Concerning Part 1, while some would proclaim same-sex marriage by federal fiat on all 50 states, I don't believe that is prudential at this time. I think it's better to give the controversial issue some breathing room by supporting the federalist position, that states should be allowed to determine their own policies. However, there is an important modification that should be made here. While states should be given latitude to set their own marriage policy for their residents, federal law should provide a guarantee of "safe passage" for visitors to the state. Nobody should ever again suffer the fate of Lisa Pond, who collapsed while vacationing in Florida and ultimately died in a hospital that actively prevented her partner from seeing her, directing her care, or obtaining her death certificate. I hope few Americans would see that as good public policy. Thus I propose the "Family Safe Passage Amendment" to DOMA Part 1. The distinction should be quite workable. Consider that each state has different license plates for automobiles, and different requirements for licensing cars.
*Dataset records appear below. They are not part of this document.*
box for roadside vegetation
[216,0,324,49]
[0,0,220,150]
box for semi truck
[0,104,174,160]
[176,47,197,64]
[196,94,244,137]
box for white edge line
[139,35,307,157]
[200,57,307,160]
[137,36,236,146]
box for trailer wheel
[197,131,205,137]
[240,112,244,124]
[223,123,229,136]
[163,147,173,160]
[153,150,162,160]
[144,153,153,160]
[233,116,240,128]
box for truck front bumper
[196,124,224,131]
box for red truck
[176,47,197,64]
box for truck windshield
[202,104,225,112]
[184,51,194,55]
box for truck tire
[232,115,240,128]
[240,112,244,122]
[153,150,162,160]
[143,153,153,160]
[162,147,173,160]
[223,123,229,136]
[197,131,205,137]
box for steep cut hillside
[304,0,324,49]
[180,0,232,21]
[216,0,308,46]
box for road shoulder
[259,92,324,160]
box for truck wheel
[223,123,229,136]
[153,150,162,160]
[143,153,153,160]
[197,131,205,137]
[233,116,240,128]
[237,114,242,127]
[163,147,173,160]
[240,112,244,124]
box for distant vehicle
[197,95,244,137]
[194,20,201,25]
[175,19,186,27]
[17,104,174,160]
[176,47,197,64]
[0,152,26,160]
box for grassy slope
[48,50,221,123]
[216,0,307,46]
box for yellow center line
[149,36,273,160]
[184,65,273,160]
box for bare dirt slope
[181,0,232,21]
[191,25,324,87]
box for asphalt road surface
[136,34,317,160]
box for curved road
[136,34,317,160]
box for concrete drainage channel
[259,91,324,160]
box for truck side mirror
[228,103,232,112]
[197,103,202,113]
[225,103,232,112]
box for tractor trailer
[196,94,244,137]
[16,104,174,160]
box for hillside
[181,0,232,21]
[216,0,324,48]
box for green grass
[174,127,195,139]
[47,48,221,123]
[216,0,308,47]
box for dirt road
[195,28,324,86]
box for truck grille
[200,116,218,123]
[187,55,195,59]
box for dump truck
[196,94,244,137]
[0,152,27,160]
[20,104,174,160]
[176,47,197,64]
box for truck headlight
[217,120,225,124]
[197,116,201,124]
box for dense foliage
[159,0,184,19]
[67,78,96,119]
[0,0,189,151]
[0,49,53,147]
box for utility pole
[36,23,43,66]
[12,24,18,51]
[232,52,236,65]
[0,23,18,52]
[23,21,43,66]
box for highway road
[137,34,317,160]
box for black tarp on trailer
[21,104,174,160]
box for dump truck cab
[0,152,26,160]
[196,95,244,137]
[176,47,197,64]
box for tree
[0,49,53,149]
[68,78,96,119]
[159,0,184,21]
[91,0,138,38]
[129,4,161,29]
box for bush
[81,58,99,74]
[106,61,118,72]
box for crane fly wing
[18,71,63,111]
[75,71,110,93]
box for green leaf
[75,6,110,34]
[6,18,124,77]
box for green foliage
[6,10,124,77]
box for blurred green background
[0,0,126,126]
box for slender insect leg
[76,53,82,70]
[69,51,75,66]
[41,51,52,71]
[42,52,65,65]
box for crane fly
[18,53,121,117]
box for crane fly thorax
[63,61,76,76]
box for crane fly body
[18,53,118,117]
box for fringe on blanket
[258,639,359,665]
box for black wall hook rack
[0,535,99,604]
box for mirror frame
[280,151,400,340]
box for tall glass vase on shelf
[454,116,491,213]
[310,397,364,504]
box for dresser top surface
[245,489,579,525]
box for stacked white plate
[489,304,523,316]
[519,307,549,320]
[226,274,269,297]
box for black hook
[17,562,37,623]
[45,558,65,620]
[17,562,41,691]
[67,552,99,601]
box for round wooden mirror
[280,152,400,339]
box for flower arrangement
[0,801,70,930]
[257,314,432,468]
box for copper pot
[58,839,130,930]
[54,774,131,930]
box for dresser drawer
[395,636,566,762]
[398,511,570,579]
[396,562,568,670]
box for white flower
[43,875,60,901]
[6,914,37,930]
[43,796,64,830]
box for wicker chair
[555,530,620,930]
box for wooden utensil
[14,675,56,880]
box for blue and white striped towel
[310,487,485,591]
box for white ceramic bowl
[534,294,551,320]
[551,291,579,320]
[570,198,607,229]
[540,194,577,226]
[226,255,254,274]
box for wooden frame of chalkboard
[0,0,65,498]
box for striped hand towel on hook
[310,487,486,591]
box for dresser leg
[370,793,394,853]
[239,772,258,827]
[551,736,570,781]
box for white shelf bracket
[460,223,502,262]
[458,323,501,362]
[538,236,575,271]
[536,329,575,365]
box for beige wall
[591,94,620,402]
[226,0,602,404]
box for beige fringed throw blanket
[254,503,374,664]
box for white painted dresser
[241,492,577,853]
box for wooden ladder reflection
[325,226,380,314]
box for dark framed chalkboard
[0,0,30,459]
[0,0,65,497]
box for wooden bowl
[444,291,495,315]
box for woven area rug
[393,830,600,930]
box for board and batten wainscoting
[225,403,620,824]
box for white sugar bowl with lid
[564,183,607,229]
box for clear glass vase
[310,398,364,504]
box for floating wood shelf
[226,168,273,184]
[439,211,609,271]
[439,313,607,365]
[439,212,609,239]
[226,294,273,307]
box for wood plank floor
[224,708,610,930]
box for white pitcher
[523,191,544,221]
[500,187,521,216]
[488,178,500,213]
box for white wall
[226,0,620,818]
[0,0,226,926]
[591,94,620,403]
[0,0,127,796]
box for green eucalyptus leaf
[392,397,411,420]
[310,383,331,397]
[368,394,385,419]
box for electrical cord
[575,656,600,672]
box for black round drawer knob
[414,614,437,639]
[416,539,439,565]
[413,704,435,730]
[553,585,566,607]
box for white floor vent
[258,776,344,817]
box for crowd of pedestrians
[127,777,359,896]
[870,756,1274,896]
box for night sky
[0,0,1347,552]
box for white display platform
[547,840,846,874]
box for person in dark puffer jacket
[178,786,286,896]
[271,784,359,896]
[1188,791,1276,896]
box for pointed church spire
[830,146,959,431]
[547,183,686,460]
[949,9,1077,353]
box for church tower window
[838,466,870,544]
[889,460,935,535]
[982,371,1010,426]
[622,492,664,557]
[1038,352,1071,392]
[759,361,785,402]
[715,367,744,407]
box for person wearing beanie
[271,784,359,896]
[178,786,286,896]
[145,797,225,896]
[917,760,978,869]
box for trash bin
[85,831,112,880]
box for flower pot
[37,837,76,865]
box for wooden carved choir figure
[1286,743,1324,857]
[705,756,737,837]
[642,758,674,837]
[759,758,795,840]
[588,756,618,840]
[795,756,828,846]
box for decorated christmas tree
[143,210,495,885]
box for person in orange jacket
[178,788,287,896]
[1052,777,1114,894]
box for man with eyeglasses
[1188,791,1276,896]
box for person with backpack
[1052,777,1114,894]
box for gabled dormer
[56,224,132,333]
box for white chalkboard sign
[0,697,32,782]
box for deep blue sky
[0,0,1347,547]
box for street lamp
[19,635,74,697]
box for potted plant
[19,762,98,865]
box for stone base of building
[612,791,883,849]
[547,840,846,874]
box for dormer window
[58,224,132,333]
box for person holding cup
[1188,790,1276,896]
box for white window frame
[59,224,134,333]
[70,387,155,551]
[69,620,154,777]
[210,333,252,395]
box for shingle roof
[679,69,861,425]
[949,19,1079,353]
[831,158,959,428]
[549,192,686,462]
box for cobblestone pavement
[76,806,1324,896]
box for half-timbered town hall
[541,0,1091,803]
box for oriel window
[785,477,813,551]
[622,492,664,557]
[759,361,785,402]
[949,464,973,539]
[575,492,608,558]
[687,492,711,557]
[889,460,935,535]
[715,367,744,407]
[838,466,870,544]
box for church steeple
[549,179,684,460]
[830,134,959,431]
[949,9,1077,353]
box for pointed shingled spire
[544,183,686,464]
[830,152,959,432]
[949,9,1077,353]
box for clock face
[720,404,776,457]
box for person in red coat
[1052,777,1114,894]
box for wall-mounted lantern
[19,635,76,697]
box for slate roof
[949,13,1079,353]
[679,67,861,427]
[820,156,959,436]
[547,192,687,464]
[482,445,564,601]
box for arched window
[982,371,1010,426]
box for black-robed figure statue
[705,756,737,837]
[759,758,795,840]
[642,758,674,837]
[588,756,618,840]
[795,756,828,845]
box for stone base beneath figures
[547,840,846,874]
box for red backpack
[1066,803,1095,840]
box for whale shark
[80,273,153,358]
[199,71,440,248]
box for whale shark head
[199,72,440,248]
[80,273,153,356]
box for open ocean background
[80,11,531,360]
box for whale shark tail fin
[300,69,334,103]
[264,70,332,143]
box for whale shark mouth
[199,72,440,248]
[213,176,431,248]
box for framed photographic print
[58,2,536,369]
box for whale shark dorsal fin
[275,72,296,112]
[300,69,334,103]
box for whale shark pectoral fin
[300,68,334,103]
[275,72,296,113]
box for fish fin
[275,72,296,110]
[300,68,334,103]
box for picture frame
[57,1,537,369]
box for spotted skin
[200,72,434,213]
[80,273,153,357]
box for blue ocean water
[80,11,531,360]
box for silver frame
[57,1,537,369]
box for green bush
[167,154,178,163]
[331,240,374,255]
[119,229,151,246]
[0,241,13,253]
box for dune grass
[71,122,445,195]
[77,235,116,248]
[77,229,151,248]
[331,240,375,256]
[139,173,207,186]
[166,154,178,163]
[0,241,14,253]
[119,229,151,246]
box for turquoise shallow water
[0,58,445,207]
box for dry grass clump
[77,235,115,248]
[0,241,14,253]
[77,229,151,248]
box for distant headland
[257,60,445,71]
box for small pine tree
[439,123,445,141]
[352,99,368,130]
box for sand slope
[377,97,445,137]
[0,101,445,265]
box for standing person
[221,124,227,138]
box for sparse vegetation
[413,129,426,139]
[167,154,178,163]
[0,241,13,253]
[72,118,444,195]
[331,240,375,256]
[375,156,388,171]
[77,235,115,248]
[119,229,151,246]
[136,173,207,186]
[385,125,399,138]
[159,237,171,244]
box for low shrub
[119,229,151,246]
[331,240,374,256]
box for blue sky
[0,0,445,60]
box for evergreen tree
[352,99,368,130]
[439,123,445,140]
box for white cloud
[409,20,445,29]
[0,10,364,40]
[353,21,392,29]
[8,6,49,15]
When I as a California resident drive my car into Arizona, I don't immediately have to take my car to get an Arizona state vehicle check and an Arizona license plate. That would be ridiculous if I'm only visiting. On a temporary basis, Arizona accepts a California-registered vehicle. However, after an appropriate period of time, if I'm still in Arizona, then I do have to register my car there, and bring it into conformity with local requirements. It should be the same for a marriage (or equivalent). If I have a California domestic partnership (a "marriage equivalent"), and I go into the emergency room while on a business trip in Virginia, my partner should be recognized appropriately at the hospital there, despite Virginia's own draconian marriage policies. Isn't that a change we can all believe in?
Tuesday, November 11, 2008
I haven't participated in any of the large protests going on since the election. I understand people feeling like they want to vent, and a few demontrations are probably a good thing to signify the passion behind this issue. But I don't think expressions of outrage are the most productive means of changing anyone's mind. We've made a huge amount of progress in the eight years since Prop 22, and I attribute that progress primarily to gay people from all walks of life being more open and visible. Not as angry sign-waving people or folks marching in a parade, but as co-workers, as parents of school children, as fellow churchmembers, as soldiers, and in all the ways that anybody encounters their fellow citizens in our society. Just living our lives in quiet but open and unapologetic dignity does more than anything else to open our fellow citizens' eyes to the injustices in our current government policies. Some of those policies need to be explained to people (e.g., unequal tax treatment and social security benefits), but they can be explained calmly. The observation of injustice speaks for itself far more loudly than demands for justice can be shouted.